Shanghai Key Laboratory of Intelligent Manufacturing and Robotics, School of Mechatronic Engineering and Automation, Shanghai University, Shanghai, China.
Biomed Tech (Berl). 2024 Aug 8;69(6):597-608. doi: 10.1515/bmt-2024-0107. Print 2024 Dec 17.

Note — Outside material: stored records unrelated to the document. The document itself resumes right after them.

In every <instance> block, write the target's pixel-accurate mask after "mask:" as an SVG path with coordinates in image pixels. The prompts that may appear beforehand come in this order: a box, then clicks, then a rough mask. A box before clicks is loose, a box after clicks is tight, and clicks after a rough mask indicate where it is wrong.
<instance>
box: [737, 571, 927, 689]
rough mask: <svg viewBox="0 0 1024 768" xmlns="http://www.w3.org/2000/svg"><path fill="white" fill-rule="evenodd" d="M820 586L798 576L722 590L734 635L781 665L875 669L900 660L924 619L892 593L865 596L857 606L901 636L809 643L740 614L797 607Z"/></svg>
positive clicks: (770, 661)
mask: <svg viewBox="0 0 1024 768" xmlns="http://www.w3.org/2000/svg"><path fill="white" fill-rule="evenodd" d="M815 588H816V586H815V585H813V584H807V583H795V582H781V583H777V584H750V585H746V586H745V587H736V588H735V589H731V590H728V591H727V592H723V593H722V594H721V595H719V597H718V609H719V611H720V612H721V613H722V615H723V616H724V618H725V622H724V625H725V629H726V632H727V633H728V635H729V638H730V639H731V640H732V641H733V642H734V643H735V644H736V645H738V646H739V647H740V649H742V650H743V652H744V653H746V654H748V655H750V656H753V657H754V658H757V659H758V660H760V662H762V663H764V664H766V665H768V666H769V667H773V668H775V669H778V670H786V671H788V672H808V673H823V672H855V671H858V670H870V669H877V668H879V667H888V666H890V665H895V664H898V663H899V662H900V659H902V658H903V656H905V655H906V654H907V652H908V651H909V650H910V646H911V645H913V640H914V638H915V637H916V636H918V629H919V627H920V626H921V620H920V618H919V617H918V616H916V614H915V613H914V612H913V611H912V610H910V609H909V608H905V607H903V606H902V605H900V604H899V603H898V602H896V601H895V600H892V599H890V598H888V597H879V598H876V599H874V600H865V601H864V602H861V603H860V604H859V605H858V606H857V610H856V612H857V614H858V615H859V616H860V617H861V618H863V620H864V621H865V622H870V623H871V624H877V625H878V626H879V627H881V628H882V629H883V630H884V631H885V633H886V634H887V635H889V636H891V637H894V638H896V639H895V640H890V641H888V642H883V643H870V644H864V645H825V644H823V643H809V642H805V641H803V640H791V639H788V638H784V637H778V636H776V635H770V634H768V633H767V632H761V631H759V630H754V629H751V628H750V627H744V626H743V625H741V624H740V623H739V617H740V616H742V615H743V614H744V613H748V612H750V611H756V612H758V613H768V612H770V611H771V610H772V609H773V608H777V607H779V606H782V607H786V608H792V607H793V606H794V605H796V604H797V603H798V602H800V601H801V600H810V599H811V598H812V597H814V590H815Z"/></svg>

To overcome the limitations of traditional diagnosis of orbicularis oris muscle function in mouth-breathing patients, this study aims to propose a surface electromyographic (sEMG) based method for reliable and accurate quantitative assessment of lip closure ability.
A total of 21 volunteers (16 patients and 5 healthy subjects, aged 8-16) were included in the study. Three nonlinear onset detection algorithms - Teager-Kaiser Energy (TKE) operator, Sample Entropy (SampEn), and Fuzzy Entropy (FuzzyEn) - were compared for their ability to identify lip closure in sEMG signals. Lip Closure EMG Activity Index (LCEAI) was proposed based on the action segments detected by the best performing algorithm for the quantitative assessment of lip closure.
The results indicated that FuzzyEn had the highest lip closure identification rate at 93.78 %, the lowest average onset delay of 47.50 ms, the lowest average endpoint delay of 73.10 ms, and the minimal time error of 111.61 ms, exhibiting superior performance. The calculation results of the LCEAI closely corresponded with the actual degree of lip closure in patients.
The lip closure ability assessment method proposed in this study can provide a quantitative basis for the diagnosis of mouth breathing.
为了克服传统口呼吸患者口轮匝肌功能诊断的局限性,本研究旨在提出一种基于表面肌电图(sEMG)的方法,以可靠、准确地定量评估唇闭合能力。
本研究共纳入 21 名志愿者(16 名患者和 5 名健康受试者,年龄 8-16 岁)。比较了三种非线性起始检测算法 - Teager-Kaiser Energy(TKE)算子、样本熵(SampEn)和模糊熵(FuzzyEn)- 它们识别 sEMG 信号中唇闭合的能力。基于性能最佳的算法检测到的动作段,提出了唇闭合肌电图活动指数(LCEAI),用于定量评估唇闭合。
结果表明,FuzzyEn 的唇闭合识别率最高,为 93.78%,平均起始延迟最低,为 47.50ms,平均结束延迟最低,为 73.10ms,时间误差最小,为 111.61ms,表现出优越的性能。LCEAI 的计算结果与患者实际的唇闭合程度密切相关。
本研究提出的唇闭合能力评估方法可为口呼吸的诊断提供定量依据。